Her pronouncements about love and happiness (“they don’t make it in factories, even on the best conveyor belts”) sound hollow at first, but slowly gain meaning with every repetition. The speech of Kolia, Liuba’s first partner, is equally stitched together from common phrases. Misha distinguishes himself in this context by his relative silence and, when he does speak, by the unusually literal nature of his expressions. (When he says he is “missing a foot” he means it.) In this way, the film thematizes homo sovieticus’ search for authenticity and individuality in the face of material poverty and cultural uniformity.8

Muratova was not the only one to recognize the dramatic potential of juxtaposing idiosyncratic characters with the dullness of official language and, above all, official architecture. In the late 1970s, the khrushchyovka would have something of a cinematic moment, becoming a topos of interest to both popular and high-brow filmmakers. Eldar Riazanov’s hugely successful Soviet comedy The Irony of Fate, or Have a Nice Bath! (1976) was the first to capitalize on the buildings’ ubiquity and to explore their cinematic possibilities. An animated prologue illustrates the mass proliferation of this type of apartment block. The romantic comedy that then follows is predicated on the idea that even within this uniform world there may be room for play and chance: its protagonists meet as a result of a misunderstanding, because they live in identical apartments on identically named streets—albeit in two different cities.

Riazanov’s light, humorous vision would be countered by a darker one at the Soviet bloc’s Western extremity. In 1979, one year after Getting to Know the Big, Wide World, Czech filmmaker Věra Chytilová (whose biography and sensibility bear striking resemblances to Muratova’s) would produce Panelstory, a grotesque comedy about people occupying a similar, unfinished apartment complex. In the end, however, there would be nothing to laugh at in Hungarian director Béla Tarr’s The Prefab People (1982), a Cassavetes-style portrait of a young marriage on the brink of disintegration—set, once again, against the backdrop of a communist apartment complex.

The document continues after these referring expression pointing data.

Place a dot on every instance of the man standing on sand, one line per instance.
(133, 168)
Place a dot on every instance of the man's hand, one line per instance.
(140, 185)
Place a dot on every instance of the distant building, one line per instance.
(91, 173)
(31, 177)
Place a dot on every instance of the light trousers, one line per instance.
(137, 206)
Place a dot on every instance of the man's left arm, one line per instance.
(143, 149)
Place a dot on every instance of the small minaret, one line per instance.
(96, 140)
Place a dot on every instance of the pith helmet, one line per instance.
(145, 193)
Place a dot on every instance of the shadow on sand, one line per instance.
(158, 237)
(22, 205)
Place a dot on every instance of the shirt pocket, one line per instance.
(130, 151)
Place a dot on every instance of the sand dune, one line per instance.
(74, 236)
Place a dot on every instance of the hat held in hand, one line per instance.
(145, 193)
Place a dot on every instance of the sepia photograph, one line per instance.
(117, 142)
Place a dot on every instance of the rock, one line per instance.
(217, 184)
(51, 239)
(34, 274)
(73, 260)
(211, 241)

Though all these films are committed to discreetly (or not so discreetly) undoing socialist realist tropes, Muratova’s Getting to Know the Big, Wide World stands apart due to its paradoxical combination of self-consciousness and sincerity. Muratova scholar Jane Taubman sees the film as a pivotal moment in the director’s career, away from the “the verisimilitude of the two black-and-white ‘melodramas’ to a new phase she herself described as ‘ornamentalism’ (dekorativnost’).”9 This shift was marked by a change in Muratova’s team, from cinematographer Gennadi Karyuk to Yuri Klimenko (who would later go on to work with Sergei Paradjanov). Klimenko’s mobile, searching camera creates a sense of surfeit movement that parallels other forms of excess in the film: the narrative excess of the love triangle at its center and the verbal excess of Liuba’s and Kolia’s speech.10

The ‘ornamental,’ even baroque style of the film—its camerawork, dialogues, and narrative structure—thus stands at odds with the brute, utilitarian nature of its setting. The factory and apartment complex in-the-making become stumbling stones rather than stages on the road to socialism. The incomplete, abandoned buildings that dominate the landscape become allegories of the socialist project: fragments of what it could have been, ruins of what it aspired to be, but never was.

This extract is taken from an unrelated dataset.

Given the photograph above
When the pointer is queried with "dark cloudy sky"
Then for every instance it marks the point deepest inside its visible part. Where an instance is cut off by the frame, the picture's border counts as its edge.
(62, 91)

Though the film’s initial distribution was severely limited, Russian critics have since picked up on its strange temporality, the sense that the action plays out in some kind of endgame, with everything already past, and nothing new in sight. Film critic Andrei Plakhov sees in the film a transition from “the modernism of the 1960s to that, which we now call postmodernism.”11 Zara Abdullayeva, in turn, described it as a “post-avant-garde film, as if someone had crossed Pasternak and Shukshin.”12

In the mind of any reader familiar with Eastern European Studies, Getting to Know the Big, Wide World also calls to mind the late Svetlana Boym’s writings on ruinophilia and nostalgia. “‘Ruin’ literally means ‘collapse,’” Boym wrote, “but actually, ruins are more about remainders and reminder. A tour of ‘ruin’ leads you into a labyrinth of ambivalent temporal adverbs—‘no longer’ and ‘not yet,’ ‘nevertheless’ and ‘albeit’—that play tricks with causality. Ruins makes us think of the past that could have been and the future that never took place, tantalizing us with utopian dreams of escaping the irreversibility of time.” Nearly a decade before the “Soviet experiment” was over, Muratova’s film dared to wrench it from its own promise of immortality. In her deft hands, the long-promised communist ‘forever’ turned into ‘for now,’ its ‘glorious tomorrows’ into a more or less abject series of ‘todays.’


  1. 1.
    Original Russian: “Для современного человека, летящий в небе самолёт или отрывающаяся от земли ракета на экранах телевизора, всё это привычное глазу зрелище. Но сколько людей в наше время видели как работает гончар?”
  2. 2.
    Original Russian: “Попробуйте эту глину отец. Я тебе ещё из четвёртого карьера привезу.” “Он что, ваш сын?” and “Это так, форма обращения.”
  3. 3.
    Original Russian: “Вот, сам сделал. Он говорит кривой, бракованный.” “Мне нравиться.”
  4. 4.
    S.D. Bezklubenko, minister of culture of the Ukraine after a screening of “The Long Farewell”, as quoted in Jane Taubman, The Cinema of Kira Muratova, The Russian Review 52:3 (July 1993), 373.
  5. 5.
    Jane Taubman, Kira Muratova: Kinofile Filmmakers’ Companion 4 (New York and London: I.B. Tauris, 2005), 27.
  6. 6.
    Although completed in 1930, Platonov’s novel would not be published in the Soviet Union until 1987. It was published abroad in English translation in 1973, however, and circulated widely for many years before that within the Soviet Union through the practice of “samizdat”: the copying and distribution of illegal literature through clandestine networks. Muratova would certainly have been familiar with, or at the very least aware of the work, given its cult underground status.
  7. 7.
    Mikhail Iampolski, “Muratova: tri filma o liubvi’ [“Muratova: Three Films About Love”], Kinovedcheskie zapiski 82 (2007),
  8. 8.
    Again, one can trace Muratova’s concern with idiomatic clichés, and her playful attempts to subvert them, back to Nadia’s initial monologue, “to wash or not to wash,” in “Brief Encounters”.
  9. 9.
    Taubman, op.cit., 27.
  10. 10.
    This structure parallels that of “Brief Encounters”: both involve a love triangle with a woman at its center. In “Brief Encounters”, it is a matter of two women interested in the same man; in “Getting to Know the Great, Wide World”—of a woman torn between two men. The ‘indecency’ of these plot lines served as an excuse for Party officials to severely limit the films’ distribution. It is important to note in this context that a contemporary film about a love triangle, “The Autumn Marathon” (1979) was widely distributed. One cannot help but wonder if that was because the love triangle there had a man at its center, unable to decide between two women.
  11. 11.
    Original Russian: “от модернизма 60-х годов к тому, что мы сейчас называем постмодернизмом”.
  12. 12.
    Original Russian: “«Познавая белый свет» — поставангардный фильм, как если б породнили Пастернака с Шукшиным, — прошел мимо, как косой дождь.”